Eddie nodded, then mounted the stairs to his bedroom. David and Allen walked across the brick patio, Ginsburg humming, down through the tall pines toward the dock. The wooden planks of the dock were rotting, the dilapidation making walking out on it dangerous. Allen and David tiptoed gingerly out to the end of the pier overlooking the flowing creek. They stood at the old railing staring at the point where, at any moment, the sun would emerge from the bright, glowing layer of cloud above the marsh grass and across Moon River.
Allen sat in lotus position facing the sunrise. David felt half asleep, as if in a trance. He wanted to ask Ginsberg if he had made love to Brian, had it been good.
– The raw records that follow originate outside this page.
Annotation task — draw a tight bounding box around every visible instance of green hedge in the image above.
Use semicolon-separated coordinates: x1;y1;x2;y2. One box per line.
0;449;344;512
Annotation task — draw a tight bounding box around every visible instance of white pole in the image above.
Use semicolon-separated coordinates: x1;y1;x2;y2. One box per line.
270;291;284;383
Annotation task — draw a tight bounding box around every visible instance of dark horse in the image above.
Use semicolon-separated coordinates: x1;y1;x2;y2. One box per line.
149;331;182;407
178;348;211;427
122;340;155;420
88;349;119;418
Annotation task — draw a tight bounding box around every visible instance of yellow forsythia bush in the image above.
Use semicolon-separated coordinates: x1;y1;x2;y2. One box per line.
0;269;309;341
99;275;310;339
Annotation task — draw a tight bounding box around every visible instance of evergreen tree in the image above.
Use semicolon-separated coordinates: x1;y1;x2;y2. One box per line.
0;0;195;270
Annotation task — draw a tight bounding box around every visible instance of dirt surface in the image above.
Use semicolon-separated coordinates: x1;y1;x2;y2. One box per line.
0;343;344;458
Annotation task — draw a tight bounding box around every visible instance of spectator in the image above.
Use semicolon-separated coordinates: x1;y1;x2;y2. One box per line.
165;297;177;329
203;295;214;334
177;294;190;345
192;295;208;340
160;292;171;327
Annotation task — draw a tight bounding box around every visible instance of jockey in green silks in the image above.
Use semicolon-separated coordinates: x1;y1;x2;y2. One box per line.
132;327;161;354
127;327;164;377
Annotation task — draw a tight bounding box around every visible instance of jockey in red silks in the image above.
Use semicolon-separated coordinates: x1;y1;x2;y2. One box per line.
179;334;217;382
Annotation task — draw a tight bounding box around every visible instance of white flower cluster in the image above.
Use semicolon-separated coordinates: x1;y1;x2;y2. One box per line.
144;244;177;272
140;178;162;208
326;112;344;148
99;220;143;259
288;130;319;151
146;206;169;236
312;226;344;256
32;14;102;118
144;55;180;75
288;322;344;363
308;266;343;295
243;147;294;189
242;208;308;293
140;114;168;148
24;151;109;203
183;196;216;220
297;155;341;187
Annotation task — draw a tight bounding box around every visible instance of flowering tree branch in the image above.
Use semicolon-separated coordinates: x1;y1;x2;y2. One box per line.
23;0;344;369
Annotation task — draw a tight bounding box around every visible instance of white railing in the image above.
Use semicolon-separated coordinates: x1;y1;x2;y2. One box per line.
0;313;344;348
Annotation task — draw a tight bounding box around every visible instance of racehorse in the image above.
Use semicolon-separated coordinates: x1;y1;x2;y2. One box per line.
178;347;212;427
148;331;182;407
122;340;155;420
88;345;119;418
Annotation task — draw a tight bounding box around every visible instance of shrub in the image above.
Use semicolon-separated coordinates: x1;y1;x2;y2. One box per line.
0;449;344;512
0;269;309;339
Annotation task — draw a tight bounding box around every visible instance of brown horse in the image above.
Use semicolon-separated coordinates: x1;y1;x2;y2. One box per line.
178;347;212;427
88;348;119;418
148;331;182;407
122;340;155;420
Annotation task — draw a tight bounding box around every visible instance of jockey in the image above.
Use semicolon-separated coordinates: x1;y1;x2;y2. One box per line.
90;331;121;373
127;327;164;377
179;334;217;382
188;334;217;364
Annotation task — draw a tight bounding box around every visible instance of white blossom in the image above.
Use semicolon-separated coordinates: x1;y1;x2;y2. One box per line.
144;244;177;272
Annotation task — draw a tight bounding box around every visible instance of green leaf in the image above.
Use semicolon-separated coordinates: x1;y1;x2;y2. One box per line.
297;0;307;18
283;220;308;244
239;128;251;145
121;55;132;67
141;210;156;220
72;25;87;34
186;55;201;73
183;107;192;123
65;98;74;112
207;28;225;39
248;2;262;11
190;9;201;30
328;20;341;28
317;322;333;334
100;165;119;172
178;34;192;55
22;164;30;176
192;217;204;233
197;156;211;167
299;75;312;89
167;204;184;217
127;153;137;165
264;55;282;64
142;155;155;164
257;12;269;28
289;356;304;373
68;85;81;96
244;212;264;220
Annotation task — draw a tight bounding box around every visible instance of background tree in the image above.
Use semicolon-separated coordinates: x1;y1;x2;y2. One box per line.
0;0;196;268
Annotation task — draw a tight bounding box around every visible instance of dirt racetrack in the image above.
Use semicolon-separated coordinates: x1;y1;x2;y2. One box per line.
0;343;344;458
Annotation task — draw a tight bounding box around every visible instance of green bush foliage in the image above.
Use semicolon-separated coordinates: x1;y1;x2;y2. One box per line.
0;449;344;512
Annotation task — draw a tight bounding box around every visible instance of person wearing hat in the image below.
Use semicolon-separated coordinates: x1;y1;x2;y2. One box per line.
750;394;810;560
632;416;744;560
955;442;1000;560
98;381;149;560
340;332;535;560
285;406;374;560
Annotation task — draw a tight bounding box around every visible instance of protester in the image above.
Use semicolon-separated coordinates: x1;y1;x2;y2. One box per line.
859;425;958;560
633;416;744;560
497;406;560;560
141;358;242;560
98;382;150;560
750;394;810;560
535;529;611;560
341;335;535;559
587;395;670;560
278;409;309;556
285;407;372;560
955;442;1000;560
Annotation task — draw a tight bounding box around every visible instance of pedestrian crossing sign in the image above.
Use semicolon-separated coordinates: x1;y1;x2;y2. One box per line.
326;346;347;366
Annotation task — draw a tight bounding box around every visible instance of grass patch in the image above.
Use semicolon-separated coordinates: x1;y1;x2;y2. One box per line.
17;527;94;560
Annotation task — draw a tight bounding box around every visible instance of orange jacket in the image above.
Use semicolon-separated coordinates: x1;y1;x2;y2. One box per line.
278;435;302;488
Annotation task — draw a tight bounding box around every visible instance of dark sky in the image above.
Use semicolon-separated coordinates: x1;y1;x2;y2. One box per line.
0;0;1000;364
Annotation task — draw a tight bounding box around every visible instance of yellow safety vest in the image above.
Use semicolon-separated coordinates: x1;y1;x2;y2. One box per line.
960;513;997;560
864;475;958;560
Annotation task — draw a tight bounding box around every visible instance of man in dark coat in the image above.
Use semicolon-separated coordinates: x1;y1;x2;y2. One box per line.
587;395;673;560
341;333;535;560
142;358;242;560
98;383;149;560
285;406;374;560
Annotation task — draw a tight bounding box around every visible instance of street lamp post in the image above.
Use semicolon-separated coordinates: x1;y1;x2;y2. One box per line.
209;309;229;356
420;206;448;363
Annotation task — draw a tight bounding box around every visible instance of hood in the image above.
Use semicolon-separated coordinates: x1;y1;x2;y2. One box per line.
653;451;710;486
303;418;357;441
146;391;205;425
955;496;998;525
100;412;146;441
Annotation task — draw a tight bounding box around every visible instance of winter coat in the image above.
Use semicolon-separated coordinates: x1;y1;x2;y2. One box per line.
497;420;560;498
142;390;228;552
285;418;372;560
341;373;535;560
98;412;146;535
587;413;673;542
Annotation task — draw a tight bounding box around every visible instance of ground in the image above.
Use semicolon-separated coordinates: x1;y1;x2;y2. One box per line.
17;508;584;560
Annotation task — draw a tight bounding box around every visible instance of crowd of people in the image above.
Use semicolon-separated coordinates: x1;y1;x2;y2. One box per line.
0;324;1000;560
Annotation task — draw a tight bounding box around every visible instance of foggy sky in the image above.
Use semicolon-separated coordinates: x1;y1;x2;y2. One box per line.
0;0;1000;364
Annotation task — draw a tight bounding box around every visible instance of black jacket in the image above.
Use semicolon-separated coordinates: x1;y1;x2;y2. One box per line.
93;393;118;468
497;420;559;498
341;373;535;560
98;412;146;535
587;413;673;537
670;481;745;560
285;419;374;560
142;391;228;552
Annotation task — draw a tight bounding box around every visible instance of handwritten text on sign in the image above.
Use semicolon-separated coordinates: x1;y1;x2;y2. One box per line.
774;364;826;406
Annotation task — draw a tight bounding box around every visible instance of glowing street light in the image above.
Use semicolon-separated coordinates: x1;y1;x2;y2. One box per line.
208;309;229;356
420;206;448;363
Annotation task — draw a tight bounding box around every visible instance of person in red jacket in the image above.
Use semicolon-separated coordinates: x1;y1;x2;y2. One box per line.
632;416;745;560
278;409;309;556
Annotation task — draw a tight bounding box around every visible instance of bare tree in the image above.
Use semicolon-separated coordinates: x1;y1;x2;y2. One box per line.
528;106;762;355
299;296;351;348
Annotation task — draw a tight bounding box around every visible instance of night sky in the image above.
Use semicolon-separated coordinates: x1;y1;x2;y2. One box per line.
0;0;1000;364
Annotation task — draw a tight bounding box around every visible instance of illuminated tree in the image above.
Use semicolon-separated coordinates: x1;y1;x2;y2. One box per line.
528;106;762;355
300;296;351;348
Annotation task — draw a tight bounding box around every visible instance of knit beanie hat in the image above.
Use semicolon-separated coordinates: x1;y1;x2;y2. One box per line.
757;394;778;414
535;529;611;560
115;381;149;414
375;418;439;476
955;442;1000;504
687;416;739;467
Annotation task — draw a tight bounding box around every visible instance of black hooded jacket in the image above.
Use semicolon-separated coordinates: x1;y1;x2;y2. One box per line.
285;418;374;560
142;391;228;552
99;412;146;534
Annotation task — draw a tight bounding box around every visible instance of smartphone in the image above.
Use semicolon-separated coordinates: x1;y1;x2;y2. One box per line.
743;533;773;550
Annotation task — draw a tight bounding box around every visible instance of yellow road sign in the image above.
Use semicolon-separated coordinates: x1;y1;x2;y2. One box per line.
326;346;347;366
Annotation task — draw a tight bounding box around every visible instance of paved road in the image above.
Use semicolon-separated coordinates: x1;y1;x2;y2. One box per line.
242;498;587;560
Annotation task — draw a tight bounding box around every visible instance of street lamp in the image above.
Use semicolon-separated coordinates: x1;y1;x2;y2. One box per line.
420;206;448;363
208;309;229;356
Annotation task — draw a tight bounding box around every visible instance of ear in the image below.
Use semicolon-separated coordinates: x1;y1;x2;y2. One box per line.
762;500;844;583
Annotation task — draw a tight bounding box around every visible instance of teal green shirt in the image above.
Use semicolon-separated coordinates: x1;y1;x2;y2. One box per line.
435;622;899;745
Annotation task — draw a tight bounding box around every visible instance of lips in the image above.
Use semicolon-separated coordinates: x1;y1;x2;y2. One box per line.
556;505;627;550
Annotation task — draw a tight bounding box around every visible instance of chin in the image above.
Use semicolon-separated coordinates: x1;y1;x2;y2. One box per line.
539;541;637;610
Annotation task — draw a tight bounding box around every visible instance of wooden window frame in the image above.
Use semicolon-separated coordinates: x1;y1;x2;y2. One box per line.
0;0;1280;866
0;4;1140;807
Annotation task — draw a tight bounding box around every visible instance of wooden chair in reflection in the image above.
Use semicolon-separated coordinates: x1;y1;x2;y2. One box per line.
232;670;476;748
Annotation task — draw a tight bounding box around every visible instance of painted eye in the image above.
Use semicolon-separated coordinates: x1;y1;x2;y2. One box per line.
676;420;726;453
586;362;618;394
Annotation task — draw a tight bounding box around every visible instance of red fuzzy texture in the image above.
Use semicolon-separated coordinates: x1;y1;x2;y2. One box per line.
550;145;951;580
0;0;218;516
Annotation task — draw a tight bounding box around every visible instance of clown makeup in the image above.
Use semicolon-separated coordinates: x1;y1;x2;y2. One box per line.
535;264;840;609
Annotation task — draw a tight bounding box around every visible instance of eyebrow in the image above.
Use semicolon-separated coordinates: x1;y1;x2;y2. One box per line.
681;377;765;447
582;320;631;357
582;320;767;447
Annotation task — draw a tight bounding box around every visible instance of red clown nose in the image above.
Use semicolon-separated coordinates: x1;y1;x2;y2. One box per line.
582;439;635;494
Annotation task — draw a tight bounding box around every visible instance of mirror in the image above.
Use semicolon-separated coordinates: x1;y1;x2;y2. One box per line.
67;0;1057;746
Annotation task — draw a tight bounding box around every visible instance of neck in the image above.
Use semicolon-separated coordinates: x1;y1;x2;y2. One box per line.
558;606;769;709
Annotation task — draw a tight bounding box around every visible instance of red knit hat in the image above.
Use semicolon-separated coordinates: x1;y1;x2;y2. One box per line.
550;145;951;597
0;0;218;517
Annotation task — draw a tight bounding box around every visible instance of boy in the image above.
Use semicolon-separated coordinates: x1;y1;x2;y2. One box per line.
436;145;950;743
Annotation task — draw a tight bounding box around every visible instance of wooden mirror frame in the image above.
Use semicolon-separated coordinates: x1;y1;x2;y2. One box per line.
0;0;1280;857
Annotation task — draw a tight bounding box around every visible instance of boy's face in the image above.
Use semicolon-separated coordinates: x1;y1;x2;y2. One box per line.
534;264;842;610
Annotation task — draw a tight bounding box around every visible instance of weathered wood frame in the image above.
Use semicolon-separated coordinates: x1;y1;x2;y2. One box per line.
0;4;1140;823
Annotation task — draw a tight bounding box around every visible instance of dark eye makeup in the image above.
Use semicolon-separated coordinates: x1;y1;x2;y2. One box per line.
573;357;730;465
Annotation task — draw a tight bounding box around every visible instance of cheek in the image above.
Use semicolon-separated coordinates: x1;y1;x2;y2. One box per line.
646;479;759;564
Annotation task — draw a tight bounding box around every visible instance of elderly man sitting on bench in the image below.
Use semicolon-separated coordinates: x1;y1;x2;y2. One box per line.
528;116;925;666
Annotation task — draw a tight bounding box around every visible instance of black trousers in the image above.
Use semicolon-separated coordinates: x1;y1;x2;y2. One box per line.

But he couldn't break the soothing silence of the flowing river below, the lapping of the water on the mud at the base of the pilings holding them up. He knew he had, anyway.

The sun appeared. A blood red ball blazed up from behind the clouds. Immediately, a wavering line of light shimmered in the expanse of water that stretched through the marshland to the Sun.

"I think I shall go back and go to bed, now," David said to Allen. David stood behind the sitting poet.
"Thank you," Allen replied.  "Thank you for bringing me to this divine place. You are beatific."

As David worked his way over the dock's broken planks to the land, he gazed back at Allen Ginsberg. The sun was forming a glowing halo around him. Allen had become the Buddha of the Marsh, radiating holiness in the morning mist. He appeared to float above Moon River from his perch at the end of the pier. David wished he had his camera. "I must take more photos later, David reminded himself.
 When he reached the house and climbed the steps to his room, he took a last long glimpse of the river. The sun had become white hot in the sky. Allen had not moved an inch. "Some day I will learn to meditate like that," David whispered as he undressed. In seconds he was asleep in the large Stickley bed.